With reference to the work of the twentieth century French Jesuit, Jean Danielou, Ratzinger emphasizes that Christianity is essentially faith in an event, whereas the mystical traditions believe in the existence of an eternal world that stands in opposition to the world of time.  Ratzinger concludes:

We have seen that in the conception of Early Christianity the notions of human nature, God, ethos and religion were inextricably linked to one another and that precisely this bond helped Christianity to see and navigate clearly amid the crisis of the gods and the crisis of ancient rationality…The primacy of the Logos and the primacy of love were revealed to be one and the same.  The Logos was revealed to be not only the mathematical reasoning at the basis of all things, but as creative love to the point of becoming com-passion, co-suffering with creation.

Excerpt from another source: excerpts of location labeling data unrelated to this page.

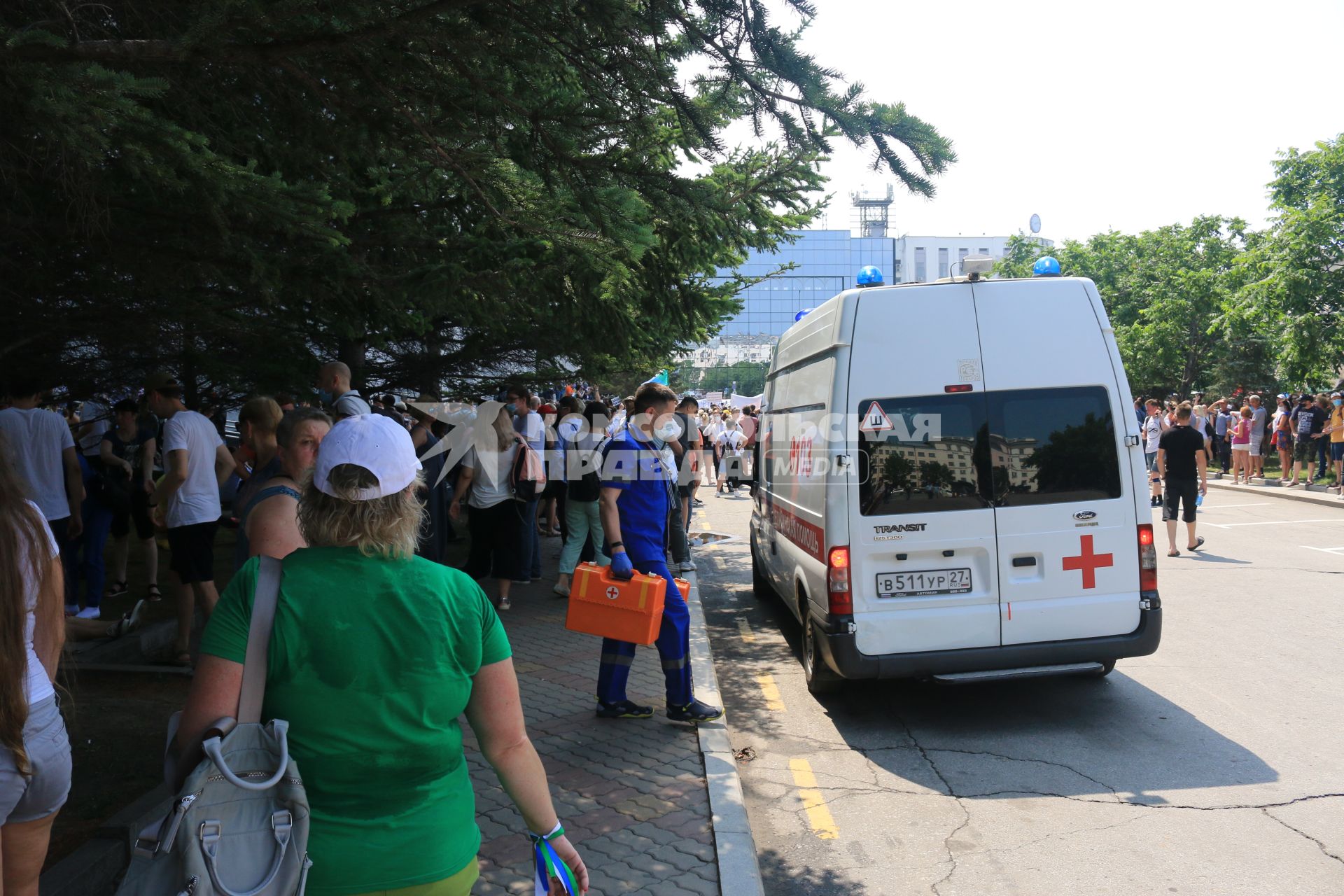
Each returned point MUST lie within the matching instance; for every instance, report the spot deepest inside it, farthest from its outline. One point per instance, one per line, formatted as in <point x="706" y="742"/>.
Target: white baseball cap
<point x="371" y="441"/>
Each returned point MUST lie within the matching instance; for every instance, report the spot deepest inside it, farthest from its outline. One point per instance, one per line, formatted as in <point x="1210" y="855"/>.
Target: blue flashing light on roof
<point x="1046" y="266"/>
<point x="870" y="276"/>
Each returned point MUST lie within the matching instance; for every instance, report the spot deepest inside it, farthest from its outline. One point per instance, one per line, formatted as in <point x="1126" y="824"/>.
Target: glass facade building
<point x="827" y="262"/>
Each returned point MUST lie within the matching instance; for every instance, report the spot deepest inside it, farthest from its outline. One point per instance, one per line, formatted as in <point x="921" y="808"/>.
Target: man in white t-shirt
<point x="334" y="390"/>
<point x="620" y="415"/>
<point x="45" y="456"/>
<point x="530" y="425"/>
<point x="187" y="501"/>
<point x="1154" y="428"/>
<point x="1260" y="418"/>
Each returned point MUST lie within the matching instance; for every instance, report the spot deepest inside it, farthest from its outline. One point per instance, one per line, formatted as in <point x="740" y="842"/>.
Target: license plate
<point x="921" y="582"/>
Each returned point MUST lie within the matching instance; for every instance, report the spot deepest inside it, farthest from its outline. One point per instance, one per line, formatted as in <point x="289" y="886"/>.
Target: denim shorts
<point x="49" y="760"/>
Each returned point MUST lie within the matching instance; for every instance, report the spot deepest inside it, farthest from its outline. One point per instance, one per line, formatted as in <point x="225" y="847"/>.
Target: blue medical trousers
<point x="673" y="647"/>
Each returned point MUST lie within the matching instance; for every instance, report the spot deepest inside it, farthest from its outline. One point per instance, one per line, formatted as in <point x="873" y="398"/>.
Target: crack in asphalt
<point x="965" y="813"/>
<point x="1050" y="836"/>
<point x="1043" y="762"/>
<point x="1303" y="833"/>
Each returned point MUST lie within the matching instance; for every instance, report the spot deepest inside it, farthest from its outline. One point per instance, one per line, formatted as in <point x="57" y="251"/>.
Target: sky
<point x="1096" y="115"/>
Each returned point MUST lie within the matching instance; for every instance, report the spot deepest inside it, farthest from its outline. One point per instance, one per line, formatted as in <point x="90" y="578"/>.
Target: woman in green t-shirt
<point x="374" y="656"/>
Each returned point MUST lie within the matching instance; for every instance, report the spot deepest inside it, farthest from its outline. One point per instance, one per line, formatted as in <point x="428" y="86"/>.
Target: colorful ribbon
<point x="549" y="864"/>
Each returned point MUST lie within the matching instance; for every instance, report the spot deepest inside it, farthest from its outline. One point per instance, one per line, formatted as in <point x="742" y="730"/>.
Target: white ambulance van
<point x="951" y="485"/>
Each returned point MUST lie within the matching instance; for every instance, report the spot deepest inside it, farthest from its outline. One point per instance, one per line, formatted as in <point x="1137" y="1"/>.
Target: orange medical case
<point x="622" y="609"/>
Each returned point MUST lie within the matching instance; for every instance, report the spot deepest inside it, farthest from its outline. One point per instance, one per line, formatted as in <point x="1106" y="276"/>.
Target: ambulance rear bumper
<point x="840" y="652"/>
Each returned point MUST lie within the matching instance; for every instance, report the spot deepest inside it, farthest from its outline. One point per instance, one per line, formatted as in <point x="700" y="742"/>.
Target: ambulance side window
<point x="924" y="454"/>
<point x="1053" y="447"/>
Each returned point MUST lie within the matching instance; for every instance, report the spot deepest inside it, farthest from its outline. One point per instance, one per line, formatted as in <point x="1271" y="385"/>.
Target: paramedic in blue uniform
<point x="638" y="481"/>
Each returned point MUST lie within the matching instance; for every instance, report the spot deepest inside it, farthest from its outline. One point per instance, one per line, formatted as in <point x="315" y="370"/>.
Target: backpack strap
<point x="258" y="641"/>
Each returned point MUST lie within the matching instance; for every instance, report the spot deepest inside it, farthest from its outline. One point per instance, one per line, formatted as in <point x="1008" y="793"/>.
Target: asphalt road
<point x="1215" y="766"/>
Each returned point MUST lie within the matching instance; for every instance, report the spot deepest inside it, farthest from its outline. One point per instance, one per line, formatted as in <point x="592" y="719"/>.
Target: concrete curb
<point x="739" y="874"/>
<point x="94" y="867"/>
<point x="1323" y="498"/>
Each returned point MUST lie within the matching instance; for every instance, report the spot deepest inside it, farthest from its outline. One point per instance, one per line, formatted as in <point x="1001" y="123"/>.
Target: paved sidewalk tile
<point x="631" y="793"/>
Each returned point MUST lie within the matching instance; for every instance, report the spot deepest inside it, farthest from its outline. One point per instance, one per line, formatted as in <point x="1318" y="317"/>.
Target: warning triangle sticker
<point x="875" y="419"/>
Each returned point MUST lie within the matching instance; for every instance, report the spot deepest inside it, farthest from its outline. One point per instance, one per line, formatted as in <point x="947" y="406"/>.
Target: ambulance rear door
<point x="1065" y="511"/>
<point x="924" y="568"/>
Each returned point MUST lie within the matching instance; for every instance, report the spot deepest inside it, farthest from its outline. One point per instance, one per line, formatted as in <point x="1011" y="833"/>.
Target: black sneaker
<point x="622" y="710"/>
<point x="695" y="711"/>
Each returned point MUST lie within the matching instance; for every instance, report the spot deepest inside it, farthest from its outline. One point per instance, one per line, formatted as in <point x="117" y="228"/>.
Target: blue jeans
<point x="83" y="558"/>
<point x="90" y="547"/>
<point x="530" y="558"/>
<point x="673" y="647"/>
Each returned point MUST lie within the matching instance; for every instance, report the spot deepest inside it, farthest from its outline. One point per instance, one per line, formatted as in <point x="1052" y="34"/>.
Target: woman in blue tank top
<point x="268" y="524"/>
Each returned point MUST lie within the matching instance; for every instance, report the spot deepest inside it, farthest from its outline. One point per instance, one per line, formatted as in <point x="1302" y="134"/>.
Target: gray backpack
<point x="239" y="822"/>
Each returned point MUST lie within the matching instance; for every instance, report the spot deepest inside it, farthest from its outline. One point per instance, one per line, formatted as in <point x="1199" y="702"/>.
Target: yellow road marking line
<point x="771" y="692"/>
<point x="813" y="802"/>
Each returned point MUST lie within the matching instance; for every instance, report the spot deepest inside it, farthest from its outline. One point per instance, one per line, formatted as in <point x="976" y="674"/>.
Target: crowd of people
<point x="1306" y="430"/>
<point x="359" y="496"/>
<point x="1184" y="440"/>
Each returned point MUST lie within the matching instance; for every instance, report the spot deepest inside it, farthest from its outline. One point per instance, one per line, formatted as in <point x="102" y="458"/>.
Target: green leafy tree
<point x="1296" y="274"/>
<point x="748" y="375"/>
<point x="1168" y="293"/>
<point x="440" y="194"/>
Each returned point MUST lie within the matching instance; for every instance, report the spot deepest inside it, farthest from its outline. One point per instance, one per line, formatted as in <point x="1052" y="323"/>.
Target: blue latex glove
<point x="622" y="567"/>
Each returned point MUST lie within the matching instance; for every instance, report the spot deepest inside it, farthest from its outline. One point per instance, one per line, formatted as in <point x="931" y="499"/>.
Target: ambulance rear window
<point x="1053" y="447"/>
<point x="923" y="454"/>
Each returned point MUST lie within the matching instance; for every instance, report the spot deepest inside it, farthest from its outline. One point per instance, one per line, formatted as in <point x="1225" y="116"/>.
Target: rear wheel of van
<point x="820" y="680"/>
<point x="760" y="584"/>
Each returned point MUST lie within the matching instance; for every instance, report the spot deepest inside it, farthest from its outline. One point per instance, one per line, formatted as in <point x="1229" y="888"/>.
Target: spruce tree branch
<point x="163" y="50"/>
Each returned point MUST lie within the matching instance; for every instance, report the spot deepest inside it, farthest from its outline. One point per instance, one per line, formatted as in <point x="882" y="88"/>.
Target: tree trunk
<point x="354" y="354"/>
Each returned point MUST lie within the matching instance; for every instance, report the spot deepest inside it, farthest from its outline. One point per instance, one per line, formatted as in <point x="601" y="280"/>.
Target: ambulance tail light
<point x="839" y="598"/>
<point x="1147" y="559"/>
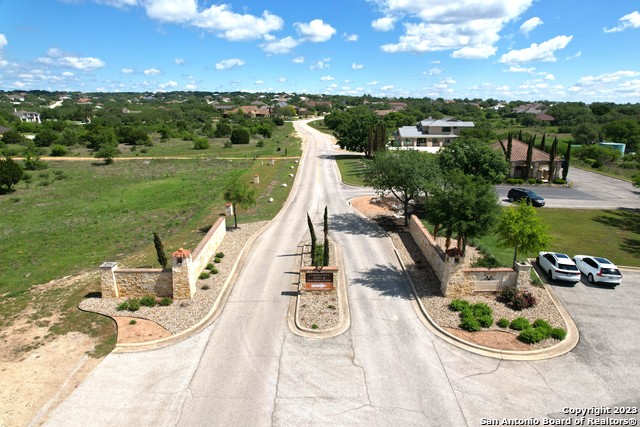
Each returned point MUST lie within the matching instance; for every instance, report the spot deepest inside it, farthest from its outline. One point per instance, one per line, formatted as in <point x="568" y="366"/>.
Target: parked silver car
<point x="558" y="266"/>
<point x="598" y="270"/>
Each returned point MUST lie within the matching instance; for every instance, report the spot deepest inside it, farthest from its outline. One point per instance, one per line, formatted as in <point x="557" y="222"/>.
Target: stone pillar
<point x="108" y="284"/>
<point x="523" y="269"/>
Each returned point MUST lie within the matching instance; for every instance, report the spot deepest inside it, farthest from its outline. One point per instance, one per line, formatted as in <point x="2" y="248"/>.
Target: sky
<point x="557" y="50"/>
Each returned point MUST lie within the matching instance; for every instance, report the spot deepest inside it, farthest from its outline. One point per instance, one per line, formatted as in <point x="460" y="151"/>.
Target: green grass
<point x="351" y="166"/>
<point x="614" y="234"/>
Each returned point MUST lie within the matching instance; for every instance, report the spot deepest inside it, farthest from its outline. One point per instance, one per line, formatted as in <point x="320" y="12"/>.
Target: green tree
<point x="10" y="173"/>
<point x="162" y="257"/>
<point x="474" y="157"/>
<point x="403" y="173"/>
<point x="519" y="227"/>
<point x="239" y="193"/>
<point x="466" y="206"/>
<point x="240" y="135"/>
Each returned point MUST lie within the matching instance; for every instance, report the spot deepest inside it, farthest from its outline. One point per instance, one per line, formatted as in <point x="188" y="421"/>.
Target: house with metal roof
<point x="430" y="134"/>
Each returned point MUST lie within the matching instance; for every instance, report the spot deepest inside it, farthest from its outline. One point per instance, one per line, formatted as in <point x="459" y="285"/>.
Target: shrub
<point x="558" y="333"/>
<point x="470" y="323"/>
<point x="133" y="304"/>
<point x="459" y="305"/>
<point x="201" y="144"/>
<point x="58" y="150"/>
<point x="486" y="261"/>
<point x="166" y="301"/>
<point x="507" y="294"/>
<point x="531" y="335"/>
<point x="485" y="321"/>
<point x="481" y="309"/>
<point x="523" y="299"/>
<point x="519" y="324"/>
<point x="148" y="301"/>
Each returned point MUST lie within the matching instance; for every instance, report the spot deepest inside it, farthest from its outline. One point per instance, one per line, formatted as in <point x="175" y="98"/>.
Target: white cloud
<point x="279" y="46"/>
<point x="315" y="31"/>
<point x="178" y="11"/>
<point x="350" y="37"/>
<point x="469" y="27"/>
<point x="169" y="84"/>
<point x="385" y="23"/>
<point x="631" y="20"/>
<point x="236" y="27"/>
<point x="475" y="52"/>
<point x="319" y="65"/>
<point x="537" y="52"/>
<point x="227" y="64"/>
<point x="606" y="78"/>
<point x="530" y="24"/>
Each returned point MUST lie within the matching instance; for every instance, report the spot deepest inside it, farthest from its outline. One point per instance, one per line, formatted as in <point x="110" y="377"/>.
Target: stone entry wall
<point x="457" y="281"/>
<point x="178" y="282"/>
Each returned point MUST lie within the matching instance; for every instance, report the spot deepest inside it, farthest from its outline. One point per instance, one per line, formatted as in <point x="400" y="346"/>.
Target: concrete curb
<point x="345" y="316"/>
<point x="220" y="302"/>
<point x="559" y="349"/>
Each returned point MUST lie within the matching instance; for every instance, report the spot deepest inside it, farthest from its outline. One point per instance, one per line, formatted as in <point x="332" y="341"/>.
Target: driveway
<point x="590" y="191"/>
<point x="247" y="368"/>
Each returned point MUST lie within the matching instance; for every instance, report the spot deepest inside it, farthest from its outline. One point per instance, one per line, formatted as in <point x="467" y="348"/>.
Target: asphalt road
<point x="248" y="369"/>
<point x="590" y="191"/>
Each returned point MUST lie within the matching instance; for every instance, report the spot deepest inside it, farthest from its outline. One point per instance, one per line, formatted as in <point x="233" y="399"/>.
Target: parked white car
<point x="558" y="266"/>
<point x="598" y="270"/>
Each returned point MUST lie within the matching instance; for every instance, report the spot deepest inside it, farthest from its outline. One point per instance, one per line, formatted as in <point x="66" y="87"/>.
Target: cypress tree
<point x="313" y="236"/>
<point x="162" y="257"/>
<point x="565" y="165"/>
<point x="552" y="157"/>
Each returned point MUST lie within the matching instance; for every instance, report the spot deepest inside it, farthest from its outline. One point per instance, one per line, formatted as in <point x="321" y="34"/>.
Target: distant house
<point x="27" y="116"/>
<point x="539" y="161"/>
<point x="430" y="134"/>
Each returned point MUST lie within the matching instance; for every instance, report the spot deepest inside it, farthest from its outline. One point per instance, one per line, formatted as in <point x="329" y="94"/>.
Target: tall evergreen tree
<point x="552" y="157"/>
<point x="162" y="257"/>
<point x="565" y="164"/>
<point x="542" y="143"/>
<point x="527" y="166"/>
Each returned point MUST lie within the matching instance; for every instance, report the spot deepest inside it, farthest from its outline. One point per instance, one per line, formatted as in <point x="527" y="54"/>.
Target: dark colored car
<point x="516" y="194"/>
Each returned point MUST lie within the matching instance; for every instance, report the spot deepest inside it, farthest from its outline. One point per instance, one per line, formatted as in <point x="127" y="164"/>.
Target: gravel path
<point x="183" y="314"/>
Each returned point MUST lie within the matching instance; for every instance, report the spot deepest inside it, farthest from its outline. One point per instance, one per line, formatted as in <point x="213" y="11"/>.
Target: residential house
<point x="539" y="161"/>
<point x="27" y="116"/>
<point x="430" y="134"/>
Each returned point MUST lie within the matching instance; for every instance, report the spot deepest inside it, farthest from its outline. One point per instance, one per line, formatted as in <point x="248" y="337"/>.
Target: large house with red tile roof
<point x="539" y="161"/>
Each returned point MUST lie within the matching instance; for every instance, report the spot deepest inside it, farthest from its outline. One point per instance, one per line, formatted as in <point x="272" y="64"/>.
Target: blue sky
<point x="562" y="50"/>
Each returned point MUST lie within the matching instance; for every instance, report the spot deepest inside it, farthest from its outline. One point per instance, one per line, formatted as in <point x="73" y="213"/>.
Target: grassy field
<point x="614" y="234"/>
<point x="351" y="166"/>
<point x="75" y="215"/>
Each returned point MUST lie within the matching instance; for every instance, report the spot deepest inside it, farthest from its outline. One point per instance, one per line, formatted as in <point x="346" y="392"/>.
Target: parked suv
<point x="516" y="194"/>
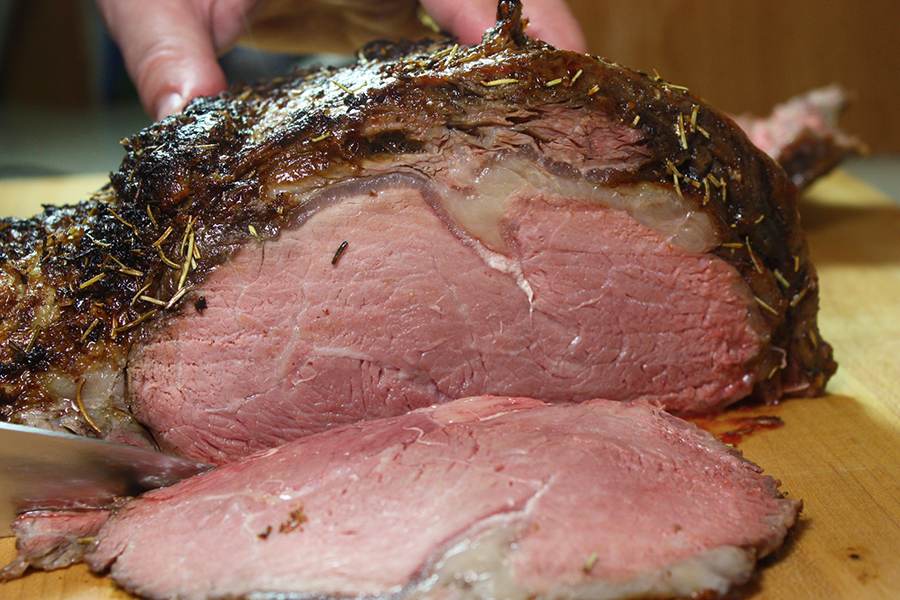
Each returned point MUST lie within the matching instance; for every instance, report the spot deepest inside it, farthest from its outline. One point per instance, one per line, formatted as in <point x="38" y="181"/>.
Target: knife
<point x="49" y="470"/>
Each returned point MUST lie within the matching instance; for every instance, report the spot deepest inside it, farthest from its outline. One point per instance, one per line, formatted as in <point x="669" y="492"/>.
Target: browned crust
<point x="199" y="176"/>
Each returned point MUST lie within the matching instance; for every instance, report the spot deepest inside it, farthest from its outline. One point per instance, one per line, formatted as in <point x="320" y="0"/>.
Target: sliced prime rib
<point x="477" y="498"/>
<point x="434" y="222"/>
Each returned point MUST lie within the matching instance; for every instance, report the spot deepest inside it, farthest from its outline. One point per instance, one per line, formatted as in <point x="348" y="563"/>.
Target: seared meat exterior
<point x="478" y="498"/>
<point x="803" y="136"/>
<point x="433" y="222"/>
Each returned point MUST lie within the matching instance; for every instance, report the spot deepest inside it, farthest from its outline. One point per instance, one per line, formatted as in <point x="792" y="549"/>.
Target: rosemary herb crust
<point x="83" y="283"/>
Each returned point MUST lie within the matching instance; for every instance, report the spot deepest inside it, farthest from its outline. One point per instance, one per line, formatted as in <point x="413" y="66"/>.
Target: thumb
<point x="168" y="50"/>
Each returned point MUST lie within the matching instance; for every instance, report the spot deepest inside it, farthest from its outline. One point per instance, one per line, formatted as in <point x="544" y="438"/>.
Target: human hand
<point x="170" y="47"/>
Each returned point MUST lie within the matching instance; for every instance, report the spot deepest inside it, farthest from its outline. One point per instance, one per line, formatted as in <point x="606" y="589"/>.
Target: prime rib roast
<point x="433" y="222"/>
<point x="802" y="134"/>
<point x="479" y="498"/>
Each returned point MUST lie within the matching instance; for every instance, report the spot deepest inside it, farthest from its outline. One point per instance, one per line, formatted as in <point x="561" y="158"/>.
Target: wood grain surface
<point x="840" y="454"/>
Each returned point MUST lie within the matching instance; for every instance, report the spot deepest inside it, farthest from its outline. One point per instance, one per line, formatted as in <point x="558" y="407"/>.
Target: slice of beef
<point x="803" y="136"/>
<point x="433" y="222"/>
<point x="478" y="498"/>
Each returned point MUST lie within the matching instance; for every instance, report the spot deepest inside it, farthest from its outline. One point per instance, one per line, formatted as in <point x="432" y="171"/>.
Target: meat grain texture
<point x="433" y="222"/>
<point x="480" y="498"/>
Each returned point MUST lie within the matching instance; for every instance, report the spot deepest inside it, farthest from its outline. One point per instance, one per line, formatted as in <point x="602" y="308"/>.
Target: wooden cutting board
<point x="840" y="453"/>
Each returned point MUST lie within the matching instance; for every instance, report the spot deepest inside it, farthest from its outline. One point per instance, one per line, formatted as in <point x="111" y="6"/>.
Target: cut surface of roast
<point x="434" y="222"/>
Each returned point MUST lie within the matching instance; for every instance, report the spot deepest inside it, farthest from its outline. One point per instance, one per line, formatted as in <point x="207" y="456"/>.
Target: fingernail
<point x="169" y="105"/>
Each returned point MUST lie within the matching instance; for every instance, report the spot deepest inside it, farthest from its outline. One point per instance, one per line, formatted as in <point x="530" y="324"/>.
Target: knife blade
<point x="49" y="470"/>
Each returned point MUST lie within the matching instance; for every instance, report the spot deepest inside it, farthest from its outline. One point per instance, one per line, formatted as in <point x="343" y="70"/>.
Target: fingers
<point x="553" y="22"/>
<point x="168" y="49"/>
<point x="549" y="20"/>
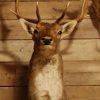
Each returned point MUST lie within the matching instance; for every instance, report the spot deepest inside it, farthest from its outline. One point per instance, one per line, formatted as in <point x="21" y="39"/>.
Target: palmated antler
<point x="16" y="12"/>
<point x="80" y="17"/>
<point x="83" y="10"/>
<point x="63" y="14"/>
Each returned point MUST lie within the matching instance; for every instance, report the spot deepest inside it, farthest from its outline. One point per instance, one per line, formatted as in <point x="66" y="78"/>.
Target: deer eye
<point x="36" y="31"/>
<point x="59" y="32"/>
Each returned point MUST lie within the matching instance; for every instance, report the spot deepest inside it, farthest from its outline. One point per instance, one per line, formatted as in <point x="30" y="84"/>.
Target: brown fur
<point x="96" y="5"/>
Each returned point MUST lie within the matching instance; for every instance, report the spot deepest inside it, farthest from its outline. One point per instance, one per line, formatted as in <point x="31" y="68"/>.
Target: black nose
<point x="46" y="41"/>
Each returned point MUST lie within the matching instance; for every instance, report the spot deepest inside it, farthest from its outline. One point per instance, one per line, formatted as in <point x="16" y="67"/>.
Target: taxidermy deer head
<point x="48" y="35"/>
<point x="96" y="5"/>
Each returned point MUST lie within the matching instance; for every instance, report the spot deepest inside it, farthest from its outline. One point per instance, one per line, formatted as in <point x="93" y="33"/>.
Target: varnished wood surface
<point x="81" y="51"/>
<point x="53" y="12"/>
<point x="82" y="93"/>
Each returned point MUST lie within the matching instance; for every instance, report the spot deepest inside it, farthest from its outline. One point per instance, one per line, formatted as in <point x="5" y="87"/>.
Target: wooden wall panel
<point x="71" y="50"/>
<point x="73" y="93"/>
<point x="36" y="0"/>
<point x="15" y="74"/>
<point x="54" y="9"/>
<point x="11" y="29"/>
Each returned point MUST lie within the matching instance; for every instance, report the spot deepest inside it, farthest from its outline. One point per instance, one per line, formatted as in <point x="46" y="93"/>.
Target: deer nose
<point x="46" y="40"/>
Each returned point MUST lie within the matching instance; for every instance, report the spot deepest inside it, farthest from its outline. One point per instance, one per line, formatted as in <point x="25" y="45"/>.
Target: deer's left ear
<point x="27" y="26"/>
<point x="67" y="28"/>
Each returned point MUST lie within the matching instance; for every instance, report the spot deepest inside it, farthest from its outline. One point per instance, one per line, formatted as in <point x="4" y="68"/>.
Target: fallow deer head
<point x="48" y="34"/>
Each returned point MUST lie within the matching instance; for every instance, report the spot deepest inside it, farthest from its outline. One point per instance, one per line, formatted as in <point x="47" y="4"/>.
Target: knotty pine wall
<point x="81" y="51"/>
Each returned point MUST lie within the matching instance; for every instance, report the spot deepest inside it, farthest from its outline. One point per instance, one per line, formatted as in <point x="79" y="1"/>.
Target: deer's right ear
<point x="27" y="26"/>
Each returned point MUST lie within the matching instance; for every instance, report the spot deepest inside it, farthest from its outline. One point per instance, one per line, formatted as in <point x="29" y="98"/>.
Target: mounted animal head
<point x="48" y="35"/>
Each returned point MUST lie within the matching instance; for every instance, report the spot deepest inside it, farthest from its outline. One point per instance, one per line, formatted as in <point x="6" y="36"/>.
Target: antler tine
<point x="16" y="12"/>
<point x="63" y="14"/>
<point x="37" y="13"/>
<point x="83" y="10"/>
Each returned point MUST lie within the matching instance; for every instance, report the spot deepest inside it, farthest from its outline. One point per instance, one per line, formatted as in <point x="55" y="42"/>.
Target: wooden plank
<point x="11" y="29"/>
<point x="82" y="93"/>
<point x="81" y="78"/>
<point x="54" y="9"/>
<point x="13" y="93"/>
<point x="35" y="0"/>
<point x="81" y="66"/>
<point x="15" y="50"/>
<point x="15" y="74"/>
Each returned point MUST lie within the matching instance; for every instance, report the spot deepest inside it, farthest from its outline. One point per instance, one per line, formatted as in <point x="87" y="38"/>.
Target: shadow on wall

Having agreed with Augustine that Christianity emerged in classical times as a type of natural theology, ie, a claim about what God is, Ratzinger suggests that Christianity today must meet the challenge of a new ‘first philosophy of sorts’, which is found in the theory of evolution.  Today Christian thought is itself being construed to be unscientific since the popularist theory of evolution holds that there is no God nor creator in the Christian, Jewish or Muslim sense of the term, nor is there any ‘soul of the world’ or interior dynamic in the classical Stoic sense. 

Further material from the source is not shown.